Trade with Mexico has risen markedly over the past decade. Since NAFTA was implemented in 1994, US export volumes with Mexico have grown some 91.7% from $50.8 billion in 1994 to $97.5 billion in 2003. Although sluggish economic conditions and security issues dampened the pace of growth recently, expanded trade is again being observed and, assuming no major disruptions of border traffic, is expected to continue and accelerate for the foreseeable future.

Over the past 12 years, the volume of Texas exports to Mexico has almost tripled. Key export goods include computers and electronic equipment, chemicals, nonelectrical machinery, transportation equipment, petroleum and coal products, electrical equipment, appliances and parts, fabricated metal products, processed foods, agricultural production, and plastics and rubber products.

One reason for this rapid growth is activity linked to maquiladoras. According to a report by the El Paso Branch of the Federal Reserve Bank of Dallas in 2001, there were 3,735 maquiladora plants employing almost 1.3 million people. These plants have been crucial in the reorientation of the Mexican economy toward growth through export production. Over the past two decades, the share of international trade in Mexico’s gross domestic product has grown substantially.
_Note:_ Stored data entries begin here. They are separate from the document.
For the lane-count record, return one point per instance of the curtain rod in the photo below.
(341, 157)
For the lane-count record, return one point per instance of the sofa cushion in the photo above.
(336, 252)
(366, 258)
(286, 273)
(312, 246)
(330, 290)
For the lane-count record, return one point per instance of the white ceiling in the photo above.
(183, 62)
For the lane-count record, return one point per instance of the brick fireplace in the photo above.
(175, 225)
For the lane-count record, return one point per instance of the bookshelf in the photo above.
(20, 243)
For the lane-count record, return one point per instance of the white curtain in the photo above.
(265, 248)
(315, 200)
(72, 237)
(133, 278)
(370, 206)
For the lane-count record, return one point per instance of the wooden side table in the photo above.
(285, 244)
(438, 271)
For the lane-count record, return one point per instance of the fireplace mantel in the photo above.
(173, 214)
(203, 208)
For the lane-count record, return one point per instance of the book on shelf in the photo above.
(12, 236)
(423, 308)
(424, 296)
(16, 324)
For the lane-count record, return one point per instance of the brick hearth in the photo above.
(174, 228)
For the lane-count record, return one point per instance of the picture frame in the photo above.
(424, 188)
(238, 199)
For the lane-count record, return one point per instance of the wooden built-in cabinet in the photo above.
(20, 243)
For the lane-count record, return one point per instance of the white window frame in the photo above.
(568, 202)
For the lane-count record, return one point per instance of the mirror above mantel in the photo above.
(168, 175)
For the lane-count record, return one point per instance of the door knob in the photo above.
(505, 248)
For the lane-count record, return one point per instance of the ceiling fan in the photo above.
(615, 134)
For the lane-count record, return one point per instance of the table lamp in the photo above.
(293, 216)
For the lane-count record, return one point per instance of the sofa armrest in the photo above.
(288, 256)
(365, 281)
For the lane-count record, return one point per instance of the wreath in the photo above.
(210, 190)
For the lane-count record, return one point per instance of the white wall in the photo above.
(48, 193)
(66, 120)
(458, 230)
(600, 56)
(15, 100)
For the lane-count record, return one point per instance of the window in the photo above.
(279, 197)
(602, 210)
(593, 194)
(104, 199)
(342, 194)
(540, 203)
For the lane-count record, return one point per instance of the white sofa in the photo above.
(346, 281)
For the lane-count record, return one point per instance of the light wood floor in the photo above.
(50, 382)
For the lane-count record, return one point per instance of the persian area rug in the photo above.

While these operations are clearly vital to the Mexican economy, they are also critical to firms on the US side. One such example is the Delphi Company. A spokesperson for Delphi has been quoted as explaining that some 70,000 workers in Mexico support 700,000 American workers in US plants. Without the ability to efficiently utilize Mexican facilities and laborers to contain costs, the company might be forced to move these jobs offshore. With the implementation of NAFTA, integrated production has extended well beyond the immediate border region.

Yet another aspect of the importance of Mexico to Texas is spending by Mexicans in the border region and beyond. Thousands of Mexicans cross the border into the US every day to shop in retail outlets in the US. Other Mexicans cross into the US to work (and legally stay). The magnitude of the US workforce comprised of Mexican citizens is a further indication of the symbiotic relationship between the two countries. Mexicans represent an important source of labor, particularly in certain industries.

Interaction with our neighbor to the south is one of the primary drivers of economic growth in many areas of Texas. The flow of goods and people across the border results in substantial gains for both nations. Trade-related activity is, in fact, one of the most crucial elements of any growing economy.